Av. Süleyman Özduygu, Uğur Dündar'ın '˜Ben devlete 22 milyon dolar para kazandırdım' söylemlerine sert tepki gösterdi. Av. Özduygu, No 7 Kafe'de gerçekleştirdiği toplantıda Cayman Adaları'ndaki off-shore hesaplara kaçırılan 22 milyon doların Türkiye Cumhuriyeti devlet hazinesine teslim edilmesinin hikayesini anlattı.
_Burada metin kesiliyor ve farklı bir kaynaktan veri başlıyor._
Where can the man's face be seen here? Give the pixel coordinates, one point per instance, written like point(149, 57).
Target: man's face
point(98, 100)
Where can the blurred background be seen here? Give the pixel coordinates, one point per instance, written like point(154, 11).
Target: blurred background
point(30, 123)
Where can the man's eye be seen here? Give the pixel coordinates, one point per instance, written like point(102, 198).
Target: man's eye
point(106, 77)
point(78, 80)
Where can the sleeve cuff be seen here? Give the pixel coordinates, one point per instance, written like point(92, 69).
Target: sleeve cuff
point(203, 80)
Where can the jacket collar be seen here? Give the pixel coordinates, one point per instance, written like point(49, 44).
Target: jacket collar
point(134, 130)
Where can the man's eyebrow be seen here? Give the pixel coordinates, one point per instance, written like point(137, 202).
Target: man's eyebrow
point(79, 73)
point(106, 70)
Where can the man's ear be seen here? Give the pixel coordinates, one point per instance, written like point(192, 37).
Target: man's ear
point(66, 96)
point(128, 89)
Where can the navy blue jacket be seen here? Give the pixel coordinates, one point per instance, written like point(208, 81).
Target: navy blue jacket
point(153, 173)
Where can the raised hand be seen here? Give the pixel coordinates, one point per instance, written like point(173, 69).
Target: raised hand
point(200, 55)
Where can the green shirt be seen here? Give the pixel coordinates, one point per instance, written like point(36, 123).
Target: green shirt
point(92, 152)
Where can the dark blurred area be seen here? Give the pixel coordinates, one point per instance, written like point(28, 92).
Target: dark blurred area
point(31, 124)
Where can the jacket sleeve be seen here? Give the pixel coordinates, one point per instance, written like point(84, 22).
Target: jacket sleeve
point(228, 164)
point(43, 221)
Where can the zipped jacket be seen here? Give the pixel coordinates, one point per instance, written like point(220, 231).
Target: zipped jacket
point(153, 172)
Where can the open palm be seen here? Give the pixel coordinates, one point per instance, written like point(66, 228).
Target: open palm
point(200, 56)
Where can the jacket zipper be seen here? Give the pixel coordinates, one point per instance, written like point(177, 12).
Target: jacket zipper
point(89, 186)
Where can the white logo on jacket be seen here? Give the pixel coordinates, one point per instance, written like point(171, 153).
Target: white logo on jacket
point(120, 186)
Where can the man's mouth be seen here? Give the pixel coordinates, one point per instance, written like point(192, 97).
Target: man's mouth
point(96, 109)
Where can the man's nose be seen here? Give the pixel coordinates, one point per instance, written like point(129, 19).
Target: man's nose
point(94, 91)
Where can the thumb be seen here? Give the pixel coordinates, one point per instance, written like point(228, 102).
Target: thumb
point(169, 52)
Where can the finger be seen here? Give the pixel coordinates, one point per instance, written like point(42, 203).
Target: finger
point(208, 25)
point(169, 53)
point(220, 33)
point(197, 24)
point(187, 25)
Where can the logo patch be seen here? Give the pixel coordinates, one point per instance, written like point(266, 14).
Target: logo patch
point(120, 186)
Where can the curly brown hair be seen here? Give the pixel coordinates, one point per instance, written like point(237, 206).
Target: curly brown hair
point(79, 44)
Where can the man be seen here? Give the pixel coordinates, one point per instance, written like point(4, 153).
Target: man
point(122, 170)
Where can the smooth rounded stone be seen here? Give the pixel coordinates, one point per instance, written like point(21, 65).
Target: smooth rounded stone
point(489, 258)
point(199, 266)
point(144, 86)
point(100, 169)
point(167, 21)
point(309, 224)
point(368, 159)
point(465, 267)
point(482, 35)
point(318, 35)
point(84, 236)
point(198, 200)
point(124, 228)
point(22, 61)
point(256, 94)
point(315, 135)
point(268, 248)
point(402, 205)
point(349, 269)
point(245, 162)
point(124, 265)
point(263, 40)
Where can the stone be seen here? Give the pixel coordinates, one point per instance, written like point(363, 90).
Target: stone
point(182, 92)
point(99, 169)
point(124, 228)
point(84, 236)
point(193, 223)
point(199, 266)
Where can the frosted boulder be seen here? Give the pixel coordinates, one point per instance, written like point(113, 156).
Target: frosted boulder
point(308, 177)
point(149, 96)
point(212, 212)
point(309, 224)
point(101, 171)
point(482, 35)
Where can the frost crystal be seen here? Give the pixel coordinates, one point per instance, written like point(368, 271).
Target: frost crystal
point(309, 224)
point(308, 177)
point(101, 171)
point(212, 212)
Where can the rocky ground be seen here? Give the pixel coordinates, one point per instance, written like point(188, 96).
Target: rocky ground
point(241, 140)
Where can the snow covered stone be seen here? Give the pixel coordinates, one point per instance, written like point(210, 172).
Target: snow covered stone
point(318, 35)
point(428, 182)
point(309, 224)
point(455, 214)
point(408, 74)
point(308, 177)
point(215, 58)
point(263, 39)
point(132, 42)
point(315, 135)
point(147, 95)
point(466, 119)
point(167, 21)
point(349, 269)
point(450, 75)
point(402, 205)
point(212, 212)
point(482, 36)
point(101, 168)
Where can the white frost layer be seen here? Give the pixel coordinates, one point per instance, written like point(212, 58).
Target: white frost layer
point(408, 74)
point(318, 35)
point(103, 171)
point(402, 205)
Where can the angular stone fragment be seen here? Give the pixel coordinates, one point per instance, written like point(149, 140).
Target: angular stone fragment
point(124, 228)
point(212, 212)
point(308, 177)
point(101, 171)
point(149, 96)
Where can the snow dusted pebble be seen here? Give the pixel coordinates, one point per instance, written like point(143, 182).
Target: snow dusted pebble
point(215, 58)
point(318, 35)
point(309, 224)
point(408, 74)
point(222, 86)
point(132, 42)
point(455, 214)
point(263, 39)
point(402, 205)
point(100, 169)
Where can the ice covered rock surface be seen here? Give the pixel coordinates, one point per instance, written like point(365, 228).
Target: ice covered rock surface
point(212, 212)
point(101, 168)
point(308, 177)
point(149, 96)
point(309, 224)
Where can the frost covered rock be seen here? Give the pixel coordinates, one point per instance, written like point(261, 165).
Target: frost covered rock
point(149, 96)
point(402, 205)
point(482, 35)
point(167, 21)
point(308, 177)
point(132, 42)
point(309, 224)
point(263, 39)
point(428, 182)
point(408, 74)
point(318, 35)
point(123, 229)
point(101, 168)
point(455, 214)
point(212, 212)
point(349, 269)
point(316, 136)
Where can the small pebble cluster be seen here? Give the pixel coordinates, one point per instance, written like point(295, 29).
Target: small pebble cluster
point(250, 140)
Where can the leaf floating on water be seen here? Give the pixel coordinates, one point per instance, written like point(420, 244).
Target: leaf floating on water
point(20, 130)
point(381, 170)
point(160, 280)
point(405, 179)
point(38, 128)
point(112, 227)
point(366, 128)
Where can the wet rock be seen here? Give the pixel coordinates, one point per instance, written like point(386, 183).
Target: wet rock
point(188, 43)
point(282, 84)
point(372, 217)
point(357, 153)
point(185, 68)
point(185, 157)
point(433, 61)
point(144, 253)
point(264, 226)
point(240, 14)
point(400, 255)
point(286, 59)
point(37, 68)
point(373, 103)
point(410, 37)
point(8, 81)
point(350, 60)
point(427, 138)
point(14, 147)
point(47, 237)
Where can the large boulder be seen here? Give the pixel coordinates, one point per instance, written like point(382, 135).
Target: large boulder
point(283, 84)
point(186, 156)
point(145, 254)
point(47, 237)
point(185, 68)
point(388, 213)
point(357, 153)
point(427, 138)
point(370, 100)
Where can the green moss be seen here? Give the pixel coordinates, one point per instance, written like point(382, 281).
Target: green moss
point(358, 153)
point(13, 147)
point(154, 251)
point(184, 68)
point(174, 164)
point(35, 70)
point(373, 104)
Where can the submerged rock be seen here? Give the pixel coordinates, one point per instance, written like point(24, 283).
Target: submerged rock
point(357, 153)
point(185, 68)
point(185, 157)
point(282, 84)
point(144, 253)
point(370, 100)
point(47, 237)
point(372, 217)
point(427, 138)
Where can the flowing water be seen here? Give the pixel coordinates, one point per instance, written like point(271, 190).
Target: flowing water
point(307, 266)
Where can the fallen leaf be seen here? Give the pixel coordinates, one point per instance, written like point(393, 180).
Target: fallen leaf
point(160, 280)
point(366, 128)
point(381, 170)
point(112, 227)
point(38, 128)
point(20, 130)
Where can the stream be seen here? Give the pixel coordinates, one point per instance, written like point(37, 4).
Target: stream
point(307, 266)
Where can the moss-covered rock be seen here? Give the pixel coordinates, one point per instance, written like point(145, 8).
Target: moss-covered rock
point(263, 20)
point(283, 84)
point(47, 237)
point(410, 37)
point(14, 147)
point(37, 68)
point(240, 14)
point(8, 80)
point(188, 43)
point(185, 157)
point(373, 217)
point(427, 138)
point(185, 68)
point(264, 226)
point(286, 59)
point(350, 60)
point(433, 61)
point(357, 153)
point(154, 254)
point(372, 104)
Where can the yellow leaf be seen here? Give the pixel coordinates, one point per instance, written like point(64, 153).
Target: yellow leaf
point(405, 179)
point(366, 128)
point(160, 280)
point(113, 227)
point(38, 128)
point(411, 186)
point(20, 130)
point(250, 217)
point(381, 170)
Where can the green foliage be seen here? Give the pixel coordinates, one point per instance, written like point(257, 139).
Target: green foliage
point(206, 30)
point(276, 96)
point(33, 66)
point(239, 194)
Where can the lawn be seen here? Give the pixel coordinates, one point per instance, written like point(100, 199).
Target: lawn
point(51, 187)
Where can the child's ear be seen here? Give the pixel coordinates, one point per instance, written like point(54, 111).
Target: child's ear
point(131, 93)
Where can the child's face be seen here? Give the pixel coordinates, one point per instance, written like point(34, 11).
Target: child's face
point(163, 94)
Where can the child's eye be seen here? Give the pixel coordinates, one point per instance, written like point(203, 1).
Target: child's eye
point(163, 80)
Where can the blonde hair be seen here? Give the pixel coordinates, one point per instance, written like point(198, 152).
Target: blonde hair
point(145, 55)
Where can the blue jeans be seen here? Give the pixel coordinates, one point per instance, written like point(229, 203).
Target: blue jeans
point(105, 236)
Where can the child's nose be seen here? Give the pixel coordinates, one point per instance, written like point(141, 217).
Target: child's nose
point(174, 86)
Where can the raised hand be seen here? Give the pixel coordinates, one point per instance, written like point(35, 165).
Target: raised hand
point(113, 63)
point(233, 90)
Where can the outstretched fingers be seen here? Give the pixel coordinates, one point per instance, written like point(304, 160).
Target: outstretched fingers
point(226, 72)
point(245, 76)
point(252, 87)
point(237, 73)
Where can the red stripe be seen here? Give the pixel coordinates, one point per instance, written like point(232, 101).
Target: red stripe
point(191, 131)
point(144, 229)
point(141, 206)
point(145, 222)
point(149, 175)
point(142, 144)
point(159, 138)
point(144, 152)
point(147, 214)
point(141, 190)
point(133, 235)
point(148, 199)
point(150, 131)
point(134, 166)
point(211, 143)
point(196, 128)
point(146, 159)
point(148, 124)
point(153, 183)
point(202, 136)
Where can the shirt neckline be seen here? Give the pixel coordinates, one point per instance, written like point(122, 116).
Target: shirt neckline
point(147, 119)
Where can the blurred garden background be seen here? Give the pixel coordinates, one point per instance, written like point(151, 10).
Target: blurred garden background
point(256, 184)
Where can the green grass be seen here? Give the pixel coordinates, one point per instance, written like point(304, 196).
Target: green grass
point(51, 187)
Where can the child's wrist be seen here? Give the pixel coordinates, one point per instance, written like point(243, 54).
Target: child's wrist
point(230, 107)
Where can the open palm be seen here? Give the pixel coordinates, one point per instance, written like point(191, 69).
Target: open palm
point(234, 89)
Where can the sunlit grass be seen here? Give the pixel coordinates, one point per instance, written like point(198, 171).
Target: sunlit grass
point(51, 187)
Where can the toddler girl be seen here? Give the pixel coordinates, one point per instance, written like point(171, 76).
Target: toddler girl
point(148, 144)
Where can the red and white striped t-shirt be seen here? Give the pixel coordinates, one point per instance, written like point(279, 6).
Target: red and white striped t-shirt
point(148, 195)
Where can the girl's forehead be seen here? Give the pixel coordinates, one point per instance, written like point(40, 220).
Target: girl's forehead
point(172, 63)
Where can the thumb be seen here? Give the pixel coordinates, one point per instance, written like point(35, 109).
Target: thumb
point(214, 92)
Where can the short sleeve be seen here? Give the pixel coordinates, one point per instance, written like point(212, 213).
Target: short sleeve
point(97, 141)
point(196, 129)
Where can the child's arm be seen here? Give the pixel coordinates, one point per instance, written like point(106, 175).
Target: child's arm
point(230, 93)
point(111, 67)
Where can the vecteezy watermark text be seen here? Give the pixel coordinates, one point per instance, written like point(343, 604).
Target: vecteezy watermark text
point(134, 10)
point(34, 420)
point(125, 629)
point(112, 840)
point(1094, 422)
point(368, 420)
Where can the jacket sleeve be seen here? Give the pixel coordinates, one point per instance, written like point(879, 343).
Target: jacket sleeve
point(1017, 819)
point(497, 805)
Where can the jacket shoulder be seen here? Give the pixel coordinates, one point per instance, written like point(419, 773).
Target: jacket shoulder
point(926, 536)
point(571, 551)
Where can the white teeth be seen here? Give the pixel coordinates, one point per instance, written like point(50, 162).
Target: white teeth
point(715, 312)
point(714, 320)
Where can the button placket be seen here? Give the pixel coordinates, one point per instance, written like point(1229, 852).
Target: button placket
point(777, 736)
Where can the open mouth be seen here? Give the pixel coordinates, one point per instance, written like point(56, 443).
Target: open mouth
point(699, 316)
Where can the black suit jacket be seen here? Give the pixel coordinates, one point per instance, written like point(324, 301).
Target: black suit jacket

Av. Özduygu, devlet hazinesine 22 milyon dolar para kazandırdım diye övünen Uğur Dündar'ın bu konuda gerçekleri yansıtmadığını, Türk halkına ve kamuoyuna yanlış bilgiler verdiğini belgeleriyle açıklayacağını söyleyerek; 'Benim vekilim Suphi Demirtaş, 30 seneden beri Bulgaristan'da yaşar. Bulgarcası fena değildir. Bulgaristan'da banka kurmak isteyen Yahya Murat Demirel, kendisine tercümanlık yapması için müvekkilimle temas kurar. Böylece aralarında bir arkadaşlık başlar. Müvekkilim Türkiye'ye geldiğinde Yahya Murat Demirel ve eşi, Türkiye'den çıkmak üzereyken kendisine üzerinde '˜unutma' yazılı bir zarf bırakır. Müvekkilim bunu Yeşilyurt'da bir bankanın kasasında saklar. Bu zarfı birilerine gösterir. Ona denir ki; '˜Bu belgelerde Cayman Adaları'nda yüklü bir miktarda para saklıdır.' Bunun üzerine müvekkilim Tasarruf Mevduatı Sigorta Fonu (TMSF) ile irtibata geçer. Tahsilat Daire Başkanı Fethi Çalık der ki; '˜Biz belgeleri görelim.' Ben de Edirne'deyim ve hiçbir şeyden haberim yok. Müvekkilim beni aradı ve gittim. Esentepe'de bir kafede buluştuk. Bana TMSF'nin zarfı kabul etmediğini, içindeki belgeleri görmek istediğini, ne yapması gerektiğini sordu. Ben de ona; '˜İçindeki belgeler görüldükten sonra ya protokol yapmazlarsa? Ya anlaşma yapmazlarsa?' dedim. Çünkü müvekkilim ihbar ikramiyesi almak istiyordu. '˜Bu böyle olmaz' dedim ve gidip Fethi Çalık ile görüştük. Ben, Fethi Çalık'a dedim ki; '˜Müvekkilim sizden peşinen muhbir ikramiyesi istemiyor. Önce bir protokol yapalım. Eğer bu belgelerden devlet hazinesine bir para intikal edecekse, takdir edeceğiniz muhbir ikramiyesini müvekkilime ödersiniz.' Fethi Çalık, sözlerim karşısında '˜hayır' dedi. Ben de belgeleri teslim etmeyeceğimi söyledim' ifadelerine yer verdi.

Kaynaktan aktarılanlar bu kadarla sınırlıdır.